At some point around two or three in the morning, I started to feel that mythical “urge to push” that I’d heard so much about. The only thing I can compare it to is the urge to throw up, minus the nausea? An involuntary, whole-body heaving that feels both bad, and like a huge relief.
I pushed for 45 minutes, or maybe three hours, and then a ten-pound child came out of my body and Colin “caught it” (the midwives encouraged this anxiety-inducing contribution from the birth partner).
After that, everything went bonkers. There was a baby on my chest, and I was getting two injections of whatever it is that they give women to stop them from bleeding to death, at which point my bleeding slowed, and they realized I had an internal tear that my midwife described as a “starburst.” An assistant midwife asked me if I wanted “a tour” of my placenta, to distract me from the pain. A tour! It took hours (did it just feel like hours, or did it actually take hours? I think it actually took hours) of stitching to repair the damage, during which time I was given local anesthetics, as well as my fill of nitrous oxide. If you’ve ever had nitrous oxide in the dentist’s office (or used it to get high during your misspent youth) you’ll know that it doesn’t really take the pain away. It just makes you stop caring. While I was high and disassociating, I remember thinking several times “if it was a few decades ago, this is how I would have died.”

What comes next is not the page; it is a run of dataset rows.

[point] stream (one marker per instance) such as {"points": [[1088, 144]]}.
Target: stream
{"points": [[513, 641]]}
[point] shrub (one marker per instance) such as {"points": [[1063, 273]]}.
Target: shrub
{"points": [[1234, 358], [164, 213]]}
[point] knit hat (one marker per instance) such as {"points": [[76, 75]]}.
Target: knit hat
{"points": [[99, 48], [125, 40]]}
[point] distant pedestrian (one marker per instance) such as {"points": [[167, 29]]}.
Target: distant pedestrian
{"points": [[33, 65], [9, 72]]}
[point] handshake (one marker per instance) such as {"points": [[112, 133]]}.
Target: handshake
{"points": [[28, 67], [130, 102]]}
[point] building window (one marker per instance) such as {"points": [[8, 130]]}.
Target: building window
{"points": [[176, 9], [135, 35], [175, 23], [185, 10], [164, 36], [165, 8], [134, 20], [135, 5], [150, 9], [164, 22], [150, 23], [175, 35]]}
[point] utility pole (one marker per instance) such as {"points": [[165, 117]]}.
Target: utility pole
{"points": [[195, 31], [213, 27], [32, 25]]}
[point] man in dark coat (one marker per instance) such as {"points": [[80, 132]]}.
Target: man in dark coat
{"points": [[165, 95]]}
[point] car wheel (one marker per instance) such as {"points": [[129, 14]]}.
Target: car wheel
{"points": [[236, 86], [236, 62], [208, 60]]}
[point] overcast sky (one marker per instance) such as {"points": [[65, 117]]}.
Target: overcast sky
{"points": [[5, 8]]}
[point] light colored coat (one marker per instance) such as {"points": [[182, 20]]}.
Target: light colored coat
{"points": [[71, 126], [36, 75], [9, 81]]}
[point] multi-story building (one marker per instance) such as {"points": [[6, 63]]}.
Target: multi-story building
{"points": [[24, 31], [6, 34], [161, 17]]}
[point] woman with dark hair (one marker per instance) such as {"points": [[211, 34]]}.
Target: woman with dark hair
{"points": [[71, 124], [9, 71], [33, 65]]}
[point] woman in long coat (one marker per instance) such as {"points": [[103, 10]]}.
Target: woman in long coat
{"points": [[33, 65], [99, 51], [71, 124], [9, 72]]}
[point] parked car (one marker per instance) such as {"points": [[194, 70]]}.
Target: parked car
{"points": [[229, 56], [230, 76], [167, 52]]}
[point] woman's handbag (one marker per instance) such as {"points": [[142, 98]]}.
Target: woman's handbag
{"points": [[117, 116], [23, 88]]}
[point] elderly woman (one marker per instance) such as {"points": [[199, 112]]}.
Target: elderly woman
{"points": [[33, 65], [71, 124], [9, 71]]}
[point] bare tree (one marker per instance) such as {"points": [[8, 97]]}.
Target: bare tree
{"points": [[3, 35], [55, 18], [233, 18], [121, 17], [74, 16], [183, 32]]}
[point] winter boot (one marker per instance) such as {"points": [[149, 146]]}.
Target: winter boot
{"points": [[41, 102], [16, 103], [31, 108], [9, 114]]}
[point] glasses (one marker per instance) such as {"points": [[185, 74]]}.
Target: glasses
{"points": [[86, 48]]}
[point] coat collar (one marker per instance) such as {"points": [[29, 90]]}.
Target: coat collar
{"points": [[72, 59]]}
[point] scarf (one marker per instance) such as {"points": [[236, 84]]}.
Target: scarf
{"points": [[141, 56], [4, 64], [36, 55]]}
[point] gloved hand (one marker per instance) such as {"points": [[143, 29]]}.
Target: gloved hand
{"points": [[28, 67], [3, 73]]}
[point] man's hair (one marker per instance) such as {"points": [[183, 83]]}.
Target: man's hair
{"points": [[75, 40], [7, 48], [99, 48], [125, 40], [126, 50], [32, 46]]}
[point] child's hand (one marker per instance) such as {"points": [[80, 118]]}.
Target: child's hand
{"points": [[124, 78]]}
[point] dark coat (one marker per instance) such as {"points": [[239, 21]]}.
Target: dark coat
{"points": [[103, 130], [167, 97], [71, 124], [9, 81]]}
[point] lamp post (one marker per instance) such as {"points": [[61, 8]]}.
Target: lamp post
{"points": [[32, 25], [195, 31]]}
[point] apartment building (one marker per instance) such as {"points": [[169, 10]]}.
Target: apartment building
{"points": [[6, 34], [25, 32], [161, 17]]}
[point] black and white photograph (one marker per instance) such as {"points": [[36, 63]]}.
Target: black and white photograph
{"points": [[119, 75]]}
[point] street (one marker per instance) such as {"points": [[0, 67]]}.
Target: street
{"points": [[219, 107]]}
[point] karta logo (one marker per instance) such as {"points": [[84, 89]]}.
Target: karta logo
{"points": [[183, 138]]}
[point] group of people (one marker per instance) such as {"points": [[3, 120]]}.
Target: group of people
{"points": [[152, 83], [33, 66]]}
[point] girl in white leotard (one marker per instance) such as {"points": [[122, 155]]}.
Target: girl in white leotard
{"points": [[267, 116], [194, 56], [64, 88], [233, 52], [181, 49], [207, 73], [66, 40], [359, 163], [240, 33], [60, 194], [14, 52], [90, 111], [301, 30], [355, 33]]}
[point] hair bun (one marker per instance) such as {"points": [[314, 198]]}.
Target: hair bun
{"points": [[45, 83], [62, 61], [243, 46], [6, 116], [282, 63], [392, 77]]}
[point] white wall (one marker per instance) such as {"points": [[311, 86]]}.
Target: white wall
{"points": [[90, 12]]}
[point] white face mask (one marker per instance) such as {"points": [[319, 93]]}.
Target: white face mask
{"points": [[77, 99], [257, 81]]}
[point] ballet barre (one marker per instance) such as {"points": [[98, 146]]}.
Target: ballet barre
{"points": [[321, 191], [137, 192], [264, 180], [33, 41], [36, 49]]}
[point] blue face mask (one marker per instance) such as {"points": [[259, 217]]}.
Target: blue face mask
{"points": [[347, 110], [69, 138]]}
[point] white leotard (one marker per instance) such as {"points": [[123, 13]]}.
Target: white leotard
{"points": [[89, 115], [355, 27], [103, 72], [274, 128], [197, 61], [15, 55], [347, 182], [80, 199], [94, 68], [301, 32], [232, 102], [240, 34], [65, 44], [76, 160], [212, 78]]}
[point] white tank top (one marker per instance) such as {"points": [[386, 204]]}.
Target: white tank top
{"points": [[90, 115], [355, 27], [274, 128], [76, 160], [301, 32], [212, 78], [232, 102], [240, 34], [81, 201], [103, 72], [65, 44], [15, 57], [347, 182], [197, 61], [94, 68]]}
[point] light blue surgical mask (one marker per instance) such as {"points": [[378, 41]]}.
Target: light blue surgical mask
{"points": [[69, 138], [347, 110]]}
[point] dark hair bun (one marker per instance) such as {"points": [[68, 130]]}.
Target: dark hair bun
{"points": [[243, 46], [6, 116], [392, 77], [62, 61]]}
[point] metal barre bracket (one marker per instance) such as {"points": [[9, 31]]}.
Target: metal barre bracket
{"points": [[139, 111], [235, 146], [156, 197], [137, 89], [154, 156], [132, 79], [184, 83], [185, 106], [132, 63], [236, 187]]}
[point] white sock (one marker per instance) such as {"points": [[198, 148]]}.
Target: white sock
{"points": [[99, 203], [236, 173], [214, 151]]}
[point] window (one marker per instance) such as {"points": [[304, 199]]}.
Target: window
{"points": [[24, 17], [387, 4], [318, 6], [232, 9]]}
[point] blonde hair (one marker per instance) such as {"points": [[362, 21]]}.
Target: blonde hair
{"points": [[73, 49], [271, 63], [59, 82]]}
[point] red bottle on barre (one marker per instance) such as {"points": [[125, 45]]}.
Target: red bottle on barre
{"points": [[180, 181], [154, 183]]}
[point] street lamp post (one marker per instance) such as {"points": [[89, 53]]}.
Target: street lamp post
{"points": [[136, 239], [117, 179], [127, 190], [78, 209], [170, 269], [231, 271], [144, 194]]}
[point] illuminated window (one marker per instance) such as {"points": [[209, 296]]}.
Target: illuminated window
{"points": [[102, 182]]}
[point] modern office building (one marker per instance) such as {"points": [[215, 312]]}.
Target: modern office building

I didn’t die. I went home with a baby, and instructions to take a hot bath every day for the first few weeks. To this day, I’m convinced the midwife told me that more for my mental health than for my physical healing. That 20 minute daily break was pretty important, even if I spent it hysterically sobbing over a song Alan Zweig off-handedly told me about on Facebook2.
And now, that baby is a creative, stubborn, uniquely hilarious and brilliant non-conformist who just turned eight. Happy birth day to us both.
“Hoped” rather than “planned,” because you truly never know what’ll happen, and there’s no better way to guarantee disappointment than to carefully plan something you have absolutely no control over.
The song still makes me cry. Listen at your own peril, if you are a parent! Thanks a lot, Alan! (Seriously though, thank you. The song is beautiful and I think of it often. ❤️)
I hope it’s not weird of me to say, but what a great birth story! It’s so true we are so in that moment. Happy Birthing Day to you.
I was on the edge of my seat through this whole post as if I didn't know how it was going to end. Thank you for the story, and for a close-up view of the experience that I haven't heard very often. I have not been reading the right books, perhaps, but also how much your personality determined the details of it made it easier to put myself a little bit in your place.